Something flickered behind his eyes. Anger, yes. Guilt, maybe. It looked a lot like the moment in the hallway after the photo, when he’d told me I breathed because he allowed it.

“You are safer than you were in that lot,” he said quietly. “You are not safe from them. That is different.”

I exhaled, a thin, humorless sound. “Right. Safer. Just not safe.”

I pushed to my feet, tossed the towel in the sink, and turned to find him leaning in the doorway, blocking most of the kitchen with his body.

Up close, he looked worse than the room.

Small cuts on his cheek. Bruise building along his jaw. Bandages on both hands. Snow-damp hair pushed back like he’d run bloody fingers through it more than once.

“You’ve been different,” he said. “Since before today. Distant. Secretive.”

My heart thumped against my ribs.

Of course I’d been different.

Try carrying a mob boss’s baby while his family used you as a lab rat and see how well you did at light conversation.

“I just got choked and groped in my own kitchen by your cousin while your bosses watched to see if you’d snap,” I said, voice flat. “Trust isn’t really on the menu.”

“That is part,” he said. “Not all.”

He pushed off the frame and came closer. The faint, clean spice of his cologne rode under the sharper scents of cleaner and old wine.
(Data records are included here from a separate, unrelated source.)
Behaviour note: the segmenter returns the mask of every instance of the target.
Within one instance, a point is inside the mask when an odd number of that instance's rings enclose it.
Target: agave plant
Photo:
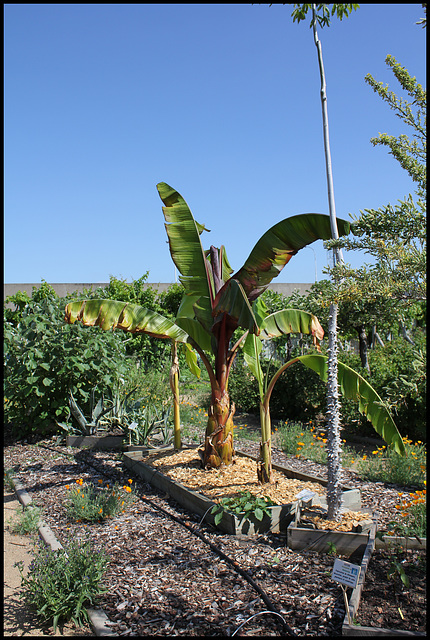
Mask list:
[[[235,407],[230,402],[228,379],[240,345],[248,335],[260,333],[251,305],[300,249],[315,240],[331,238],[330,219],[307,213],[282,220],[258,240],[245,264],[233,274],[223,246],[203,249],[200,236],[206,229],[194,220],[184,198],[164,182],[157,189],[165,205],[170,253],[185,288],[176,321],[115,300],[71,302],[66,307],[66,321],[183,343],[189,364],[196,367],[192,347],[200,355],[211,384],[208,424],[199,451],[202,464],[205,468],[231,464]],[[341,235],[349,233],[348,222],[338,219],[337,223]],[[236,329],[243,333],[232,344]],[[311,332],[315,330],[311,328]]]

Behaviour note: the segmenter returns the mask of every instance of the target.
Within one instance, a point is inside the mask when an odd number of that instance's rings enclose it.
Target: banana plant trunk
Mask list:
[[[260,484],[273,482],[272,471],[272,424],[269,403],[260,402],[261,442],[257,461],[257,477]]]
[[[205,433],[203,450],[199,450],[205,469],[218,468],[233,462],[233,416],[234,402],[230,404],[227,391],[212,390],[211,406]]]
[[[204,469],[218,468],[233,462],[233,416],[235,404],[230,402],[228,376],[234,356],[228,357],[228,347],[234,329],[227,326],[224,316],[220,323],[215,355],[215,373],[204,358],[211,379],[211,405],[203,450],[199,450]],[[204,356],[204,354],[201,354]],[[212,375],[211,375],[212,374]]]
[[[179,360],[178,345],[172,340],[172,366],[170,368],[170,388],[173,395],[173,446],[180,449],[181,443],[181,418],[179,412]]]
“The bag in lobby,” he went on. “The way you look at me like you are planning escape. The way you almost ran instead of talking to me.” His eyes narrowed. “You are hiding something, Dani.”

Everything.

The test in the trash. The calendar math. The way my body had already started to feel not entirely like mine.

My chest felt too tight. I wanted to lift my hand to my stomach; I made myself curl it into a fist instead.

“I’m hiding that I hate your family,” I said. “I’m hiding that your cousin’s fingers were just on my throat. That should be enough.”